Monday 19 August 2013

Thomas Bernhard: Frost


"It’s not a good cast of human being here,” he said. “The people are relatively short. The infants are given ‘brandy rags’ to suck, to keep them from screaming… Alcohol has displaced milk. They all have high squeaky voices. Most of them are crippled in one form or another. All of them are conceived in drunkenness. For the most part criminal characters… Child abuse, killings, are Sunday afternoon stuff… The animals are better off: after all, what people would really like is a pig, not a kid"

"One man thinks pretty much what the man next to him thinks: the human porridge of the traffic accident, weeks ago, or years..."

... A year ago, he took over from a man who died of septicemia. “He scratched himself with a fawn’s bone."

"My notion of infinity is the same as the one I had when I was three years old. Less than that. It begins where your eyes end. Where everything ends. And it never begins."

"The world isn't the world, it's a zero."

"You know," the painter said, "that art froth, that artist fornication, that general art-and-artist loathsomeness, I always found that repelling; those cloud formations of basest self-preservation topped with envy... Envy is what holds artists together, envy, pure envy, everyone envies everyone else for everything... I talked about it once before, I want to say: artists are sons and daughters of loathsomeness, of paradisiac shamelessness, the original sons and daughters of lewdness; artists, painters, writers, and musicians are the compulsive masturbators on the planet, its disgusting cramps, its peripheral puffings and swellings, its pustular secretions... I want to say: artists are the great emetic agents of the time, they were always the great, the very great, the very greatest emetics... Artists, are they not a devastating army of absurdity, of scum?"
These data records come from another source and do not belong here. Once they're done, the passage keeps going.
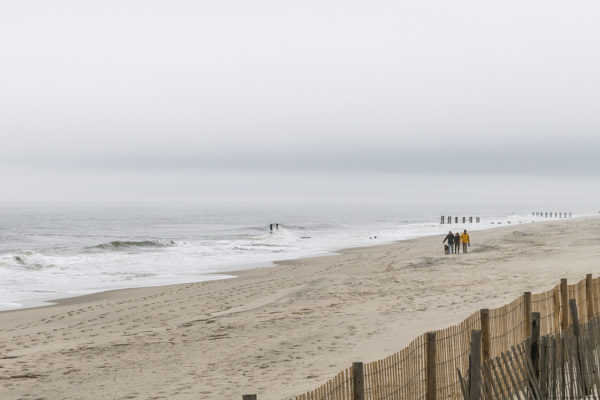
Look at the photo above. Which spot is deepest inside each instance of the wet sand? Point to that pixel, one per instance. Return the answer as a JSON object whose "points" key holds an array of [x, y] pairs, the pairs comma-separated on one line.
{"points": [[281, 330]]}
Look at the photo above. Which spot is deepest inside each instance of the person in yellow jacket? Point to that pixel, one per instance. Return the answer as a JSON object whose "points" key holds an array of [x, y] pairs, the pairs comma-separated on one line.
{"points": [[465, 240]]}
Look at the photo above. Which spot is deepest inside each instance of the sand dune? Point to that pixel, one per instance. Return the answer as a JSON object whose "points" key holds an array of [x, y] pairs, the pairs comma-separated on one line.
{"points": [[278, 331]]}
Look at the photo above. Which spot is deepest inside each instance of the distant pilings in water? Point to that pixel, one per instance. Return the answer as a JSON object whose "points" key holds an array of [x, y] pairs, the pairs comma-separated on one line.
{"points": [[553, 214], [448, 219]]}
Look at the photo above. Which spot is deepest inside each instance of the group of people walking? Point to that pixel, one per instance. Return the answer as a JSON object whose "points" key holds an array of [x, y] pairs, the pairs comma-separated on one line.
{"points": [[454, 241]]}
"What goes on in a brain that conceives itself to be the centre of the world. Millions of lights going on and off in millions of centres! That's the world. That's all it is."

"You are molested wherever you go”, said the painter. “It’s as if everyone had conspired to bother you. An instinct that rages through them all like wildfire. Against you. You wake up, and you feel molested. In fact: the hideous thing. You open your chest of drawers: a further molestation. Washing and dressing are molestations. Having to get dressed! Having to eat breakfast!"

"Worth is worthlessness, the calamity of worthlessness is the worthlessness of one’s own world and of the world unconnected to one’s own."